Australia planea declarar a la IRGC como organización terrorista, convirtiéndose en el primer país desde la Segunda Guerra Mundial en expulsar a un embajador extranjero por este motivo.
Desde su cuenta oficial en X, Netanyahu afirmó: “Hace unos días critiqué la postura conciliadora del Gobierno australiano frente al antisemitismo.

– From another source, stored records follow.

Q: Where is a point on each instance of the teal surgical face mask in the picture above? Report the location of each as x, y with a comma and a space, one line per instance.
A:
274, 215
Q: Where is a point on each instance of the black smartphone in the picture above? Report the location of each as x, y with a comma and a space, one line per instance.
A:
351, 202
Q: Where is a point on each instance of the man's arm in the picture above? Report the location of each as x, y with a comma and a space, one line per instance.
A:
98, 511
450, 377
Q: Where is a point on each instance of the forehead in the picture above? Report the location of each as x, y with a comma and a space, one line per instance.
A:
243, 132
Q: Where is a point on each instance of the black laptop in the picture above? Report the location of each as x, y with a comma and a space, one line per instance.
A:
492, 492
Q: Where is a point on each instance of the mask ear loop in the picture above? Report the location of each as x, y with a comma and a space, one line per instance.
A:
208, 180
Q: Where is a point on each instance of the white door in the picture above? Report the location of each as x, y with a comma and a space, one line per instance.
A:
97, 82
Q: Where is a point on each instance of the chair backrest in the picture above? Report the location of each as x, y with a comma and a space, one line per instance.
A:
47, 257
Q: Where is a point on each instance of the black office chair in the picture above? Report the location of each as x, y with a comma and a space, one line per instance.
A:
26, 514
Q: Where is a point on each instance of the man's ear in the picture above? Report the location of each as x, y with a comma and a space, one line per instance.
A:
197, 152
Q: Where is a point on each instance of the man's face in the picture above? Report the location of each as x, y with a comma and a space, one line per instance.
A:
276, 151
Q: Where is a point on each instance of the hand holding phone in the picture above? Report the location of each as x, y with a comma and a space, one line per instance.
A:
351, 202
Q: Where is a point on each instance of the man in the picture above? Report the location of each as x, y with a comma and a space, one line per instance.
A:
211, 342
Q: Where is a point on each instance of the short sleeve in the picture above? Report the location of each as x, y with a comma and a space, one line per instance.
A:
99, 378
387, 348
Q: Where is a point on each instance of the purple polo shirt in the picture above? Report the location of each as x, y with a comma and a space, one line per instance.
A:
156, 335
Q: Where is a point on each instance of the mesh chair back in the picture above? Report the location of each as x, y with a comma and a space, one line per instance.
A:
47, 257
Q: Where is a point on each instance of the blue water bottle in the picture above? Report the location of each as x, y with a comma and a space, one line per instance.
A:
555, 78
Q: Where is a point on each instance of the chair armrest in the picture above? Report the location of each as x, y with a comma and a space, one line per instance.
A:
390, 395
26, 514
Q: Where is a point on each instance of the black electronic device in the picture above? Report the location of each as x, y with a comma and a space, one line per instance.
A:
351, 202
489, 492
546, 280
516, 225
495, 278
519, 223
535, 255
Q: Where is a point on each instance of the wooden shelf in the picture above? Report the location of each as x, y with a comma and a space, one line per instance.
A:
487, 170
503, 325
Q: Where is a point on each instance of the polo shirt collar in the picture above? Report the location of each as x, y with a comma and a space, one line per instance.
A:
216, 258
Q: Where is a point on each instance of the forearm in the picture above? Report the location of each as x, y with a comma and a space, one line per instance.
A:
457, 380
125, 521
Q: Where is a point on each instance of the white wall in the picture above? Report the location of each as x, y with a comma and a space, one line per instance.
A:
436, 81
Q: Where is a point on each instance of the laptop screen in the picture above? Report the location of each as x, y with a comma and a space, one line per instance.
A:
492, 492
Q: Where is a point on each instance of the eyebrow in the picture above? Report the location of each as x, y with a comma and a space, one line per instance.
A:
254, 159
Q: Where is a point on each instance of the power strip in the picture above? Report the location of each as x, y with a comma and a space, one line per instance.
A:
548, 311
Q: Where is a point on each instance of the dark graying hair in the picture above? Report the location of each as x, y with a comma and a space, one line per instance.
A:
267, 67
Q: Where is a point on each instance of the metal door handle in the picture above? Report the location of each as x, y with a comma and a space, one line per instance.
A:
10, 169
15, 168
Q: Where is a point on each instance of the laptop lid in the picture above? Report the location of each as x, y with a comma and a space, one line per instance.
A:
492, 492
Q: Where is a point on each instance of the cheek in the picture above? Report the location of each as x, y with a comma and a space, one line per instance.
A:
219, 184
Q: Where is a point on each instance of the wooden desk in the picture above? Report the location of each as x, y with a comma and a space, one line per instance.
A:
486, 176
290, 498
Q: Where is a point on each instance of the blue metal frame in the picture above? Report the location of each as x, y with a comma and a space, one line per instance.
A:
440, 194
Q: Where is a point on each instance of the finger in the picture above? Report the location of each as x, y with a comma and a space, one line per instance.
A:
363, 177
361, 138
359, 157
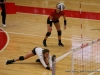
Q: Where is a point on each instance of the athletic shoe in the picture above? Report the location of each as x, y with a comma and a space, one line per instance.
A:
37, 60
4, 25
9, 62
44, 43
60, 44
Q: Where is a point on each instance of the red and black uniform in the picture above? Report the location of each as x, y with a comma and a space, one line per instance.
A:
55, 16
3, 13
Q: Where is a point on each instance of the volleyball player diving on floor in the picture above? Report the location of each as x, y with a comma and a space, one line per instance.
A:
43, 54
54, 18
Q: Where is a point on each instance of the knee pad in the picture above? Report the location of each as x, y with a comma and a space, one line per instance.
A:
48, 33
59, 33
21, 58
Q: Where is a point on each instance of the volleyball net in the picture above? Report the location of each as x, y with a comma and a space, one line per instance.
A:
85, 60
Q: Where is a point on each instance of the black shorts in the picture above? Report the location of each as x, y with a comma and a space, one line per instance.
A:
33, 51
48, 21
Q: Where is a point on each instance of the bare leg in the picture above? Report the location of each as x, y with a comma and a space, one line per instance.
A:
57, 25
30, 54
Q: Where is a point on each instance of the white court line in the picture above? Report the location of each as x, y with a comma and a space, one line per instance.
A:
72, 39
7, 39
63, 56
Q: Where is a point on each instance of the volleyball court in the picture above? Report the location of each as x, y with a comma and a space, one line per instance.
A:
85, 59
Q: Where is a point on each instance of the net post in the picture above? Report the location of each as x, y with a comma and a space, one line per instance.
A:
53, 64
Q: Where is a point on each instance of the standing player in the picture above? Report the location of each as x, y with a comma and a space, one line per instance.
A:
3, 13
54, 18
43, 54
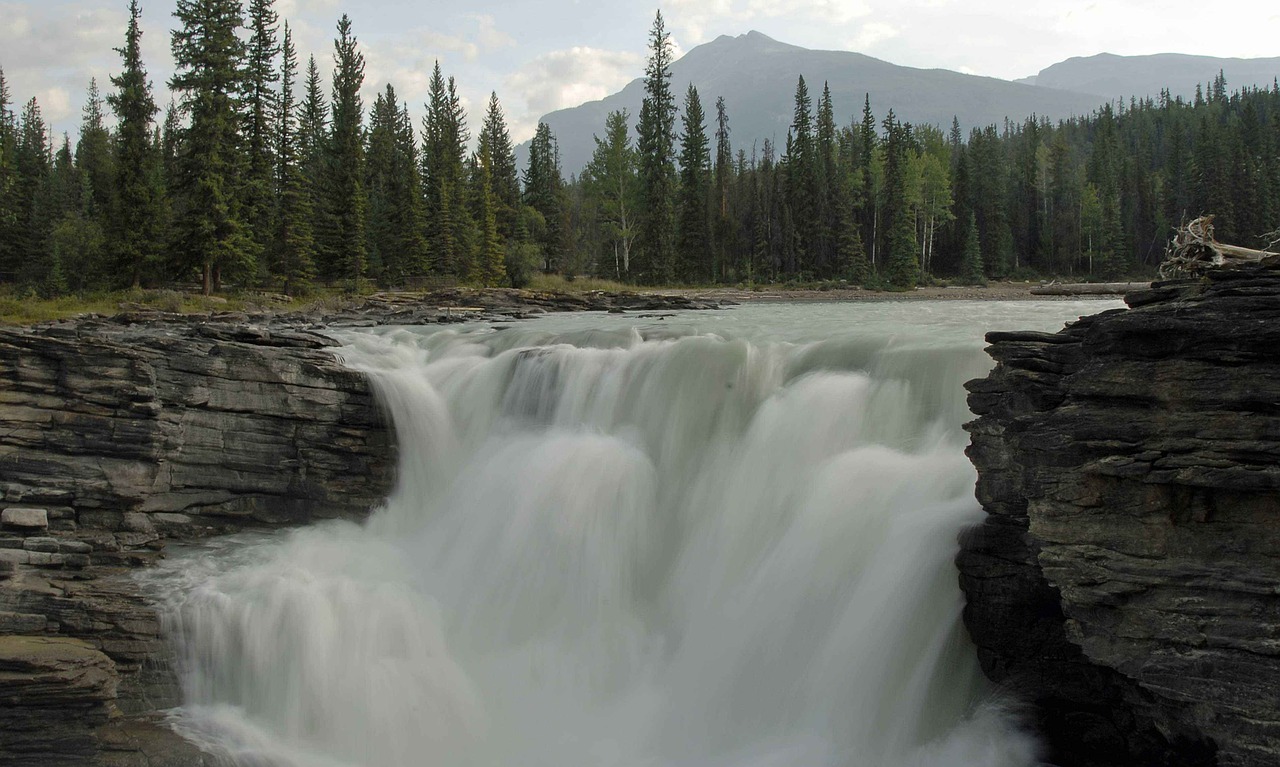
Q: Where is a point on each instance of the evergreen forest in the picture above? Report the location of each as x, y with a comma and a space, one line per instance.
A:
266, 172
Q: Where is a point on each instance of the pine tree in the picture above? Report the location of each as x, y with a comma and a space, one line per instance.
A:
135, 227
723, 229
693, 229
654, 261
347, 199
94, 156
295, 245
544, 193
9, 256
488, 268
32, 215
260, 121
970, 263
824, 185
801, 182
901, 268
496, 141
210, 232
396, 238
869, 170
444, 138
611, 178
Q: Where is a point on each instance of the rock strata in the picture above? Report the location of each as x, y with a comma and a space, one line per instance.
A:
181, 428
1125, 579
115, 435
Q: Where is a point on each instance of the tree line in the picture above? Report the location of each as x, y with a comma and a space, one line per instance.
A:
260, 176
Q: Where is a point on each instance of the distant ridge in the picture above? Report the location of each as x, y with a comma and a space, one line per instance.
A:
757, 76
1120, 77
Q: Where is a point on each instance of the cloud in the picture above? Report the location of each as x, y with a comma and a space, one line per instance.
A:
489, 36
566, 78
872, 33
696, 19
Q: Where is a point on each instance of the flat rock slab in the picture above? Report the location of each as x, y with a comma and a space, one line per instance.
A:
24, 519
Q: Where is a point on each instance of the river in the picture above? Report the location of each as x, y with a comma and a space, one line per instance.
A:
713, 539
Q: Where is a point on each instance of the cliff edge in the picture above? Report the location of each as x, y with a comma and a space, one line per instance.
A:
114, 437
1127, 578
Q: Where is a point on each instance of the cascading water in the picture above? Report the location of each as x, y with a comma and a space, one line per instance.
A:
723, 543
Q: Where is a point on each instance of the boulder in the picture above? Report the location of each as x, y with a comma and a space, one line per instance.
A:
1125, 578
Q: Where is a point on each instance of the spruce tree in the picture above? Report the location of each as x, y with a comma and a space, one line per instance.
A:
344, 183
295, 247
693, 238
396, 241
970, 263
488, 268
824, 185
496, 141
135, 227
444, 140
543, 192
611, 178
260, 122
94, 156
210, 233
801, 182
32, 215
722, 222
901, 266
654, 263
9, 255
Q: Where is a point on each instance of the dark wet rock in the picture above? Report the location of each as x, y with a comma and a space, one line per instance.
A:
213, 425
1125, 579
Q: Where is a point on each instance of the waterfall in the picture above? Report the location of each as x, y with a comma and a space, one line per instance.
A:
726, 542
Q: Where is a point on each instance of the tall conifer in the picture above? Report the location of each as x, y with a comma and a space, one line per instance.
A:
654, 261
135, 226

Hoy celebro la decisión del Gobierno australiano (…) Esta es un primer paso, y esperemos que no sea el último”.
Por su parte, el ministro australiano Tony Burke negó que la decisión estuviera influenciada por presiones externas, calificando esas afirmaciones como “completamente absurdas” y asegurando que la expulsión fue resultado de una evaluación autónoma de inteligencia.
La expulsión del embajador iraní representa un cambio significativo en la política australiana frente al antisemitismo y refuerza la cooperación con aliados como Israel y Estados Unidos en materia de seguridad regional. El gobierno australiano reiteró: “No toleramos la violencia ni el antisemitismo, y actuaremos con firmeza frente a cualquier intento de desestabilización promovido desde el exterior”.